Last week, when US President Donald Trump declared tariffs on imports from numerous countries, he specifically mentioned Australian beef.
He expressed his understanding of Australia’s ban on US beef due to mad cow disease concerns,
“They won’t take any of our beef, and I don’t blame them,” Reuters quoted Trump as saying in a report.
Australian beef industry insiders say that despite Trump’s 10% tariff on Australian products, beef exports to the US have been unaffected and are running at record levels of $275 million per month on average over the six months leading up to February.
US exports to China are in trouble
China’s retaliatory tariffs and its decision not to renew the local registration of hundreds of US meat facilities jeopardise approximately $125 million worth of monthly US beef exports to China.

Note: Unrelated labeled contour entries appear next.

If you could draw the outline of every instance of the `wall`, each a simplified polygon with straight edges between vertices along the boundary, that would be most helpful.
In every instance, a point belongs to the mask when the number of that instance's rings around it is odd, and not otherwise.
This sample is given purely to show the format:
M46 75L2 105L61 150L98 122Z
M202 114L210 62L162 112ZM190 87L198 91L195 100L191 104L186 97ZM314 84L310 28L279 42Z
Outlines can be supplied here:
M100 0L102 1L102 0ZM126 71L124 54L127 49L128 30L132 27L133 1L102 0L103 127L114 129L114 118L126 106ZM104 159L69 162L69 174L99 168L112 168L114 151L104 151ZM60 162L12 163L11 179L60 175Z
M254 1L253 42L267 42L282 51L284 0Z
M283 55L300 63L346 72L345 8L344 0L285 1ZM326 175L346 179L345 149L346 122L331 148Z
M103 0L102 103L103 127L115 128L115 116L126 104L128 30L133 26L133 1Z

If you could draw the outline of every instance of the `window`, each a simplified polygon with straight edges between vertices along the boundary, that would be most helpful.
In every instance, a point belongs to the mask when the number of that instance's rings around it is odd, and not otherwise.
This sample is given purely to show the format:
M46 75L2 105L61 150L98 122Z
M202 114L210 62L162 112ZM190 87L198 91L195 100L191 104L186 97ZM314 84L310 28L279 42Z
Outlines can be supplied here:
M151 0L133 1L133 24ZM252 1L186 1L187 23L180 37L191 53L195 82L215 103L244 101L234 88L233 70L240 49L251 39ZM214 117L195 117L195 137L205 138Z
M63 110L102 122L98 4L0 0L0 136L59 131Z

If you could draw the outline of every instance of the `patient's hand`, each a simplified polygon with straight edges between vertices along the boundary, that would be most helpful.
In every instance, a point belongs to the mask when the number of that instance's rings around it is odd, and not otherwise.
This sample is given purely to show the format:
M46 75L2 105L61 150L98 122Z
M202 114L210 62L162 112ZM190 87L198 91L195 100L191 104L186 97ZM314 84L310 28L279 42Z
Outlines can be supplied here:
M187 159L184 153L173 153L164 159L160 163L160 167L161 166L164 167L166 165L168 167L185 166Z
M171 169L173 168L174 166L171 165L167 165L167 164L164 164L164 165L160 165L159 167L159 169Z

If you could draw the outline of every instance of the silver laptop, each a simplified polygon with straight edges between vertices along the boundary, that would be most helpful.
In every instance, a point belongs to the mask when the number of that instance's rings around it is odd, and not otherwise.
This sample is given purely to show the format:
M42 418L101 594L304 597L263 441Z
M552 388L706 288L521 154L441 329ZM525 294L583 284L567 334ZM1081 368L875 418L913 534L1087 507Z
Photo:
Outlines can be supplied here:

This situation creates an opportunity for Australia, Brazil, Argentina, and New Zealand to increase their beef shipments to China.
Andrew McDonald, whose Bindaree Food Group runs meat processing facilities in Australia and ships beef to the United States, stated that he was not overly concerned by 10%.
US buyers had paused orders for weeks while waiting to see the outcome of Trump’s tariff action.
McDonald said that the tariff announcement had renewed their interest in Australian beef and that demand in China was also increasing.
He said:
It’s a good outcome for Australia.
Quarter pounder
The surge in US beef imports is a direct consequence of prolonged dry weather conditions that have severely impacted domestic cattle herds.
These adverse weather patterns have caused cattle numbers to dwindle to their lowest point since the 1950s.
This significant reduction in cattle populations has had a cascading effect on the US beef industry, leading to decreased beef production and a subsequent increase in domestic beef prices.
As a result, the US has become increasingly reliant on beef imports to meet consumer demand.
Industry analysts predict that it will take a considerable amount of time, potentially several years, for domestic cattle herds to recover and for domestic beef production to rebound to pre-drought levels.
This extended recovery period underscores the severity of the drought’s impact on the US beef industry and the challenges it faces in regaining self-sufficiency.
Due to wet weather, Australia’s cattle herd has increased, resulting in a surplus of supply.
This has positioned Australia as the largest beef exporter to the US, offering competitive prices and lean cuts that are currently in short supply in the US market.
Australian prices
The price of imported Australian lean trim beef in the US was approximately $3.12 per pound (nearly half a kilogram) prior to the tariff, according to Rabobank analyst Angus Gidley-Baird.
The price of a quarter-pounder made with some Australian beef only rose by 2.5 cents, as the local product was priced around $3.80, according to the report.
Even with the tariff, the price was raised to $3.43 a pound, which was still significantly less expensive than the local product, Baird added.
The sharp decline of the Australian dollar against the US dollar will largely offset the pain felt by Australian producers due to increased costs, which are likely to be distributed throughout the supply chain.
This is due to the fact that a weaker Australian dollar incentivises US buyers to increase purchases, while also providing Australian sellers with more local currency for every US dollar they receive.
Dennis Voznesenski, an analyst at Commonwealth Bank, stated that Canada and Mexico are the only major beef exporters not subject to US tariffs.
However, they have limited capacity to substantially raise shipments in the near future.
Meanwhile, China, the third-largest importer of US beef after South Korea and Japan, responded to Trump’s tariffs with retaliation.
The United States accounts for 10% of China’s beef imports by value. China is the only major buyer of US beef to have retaliated against the tariffs.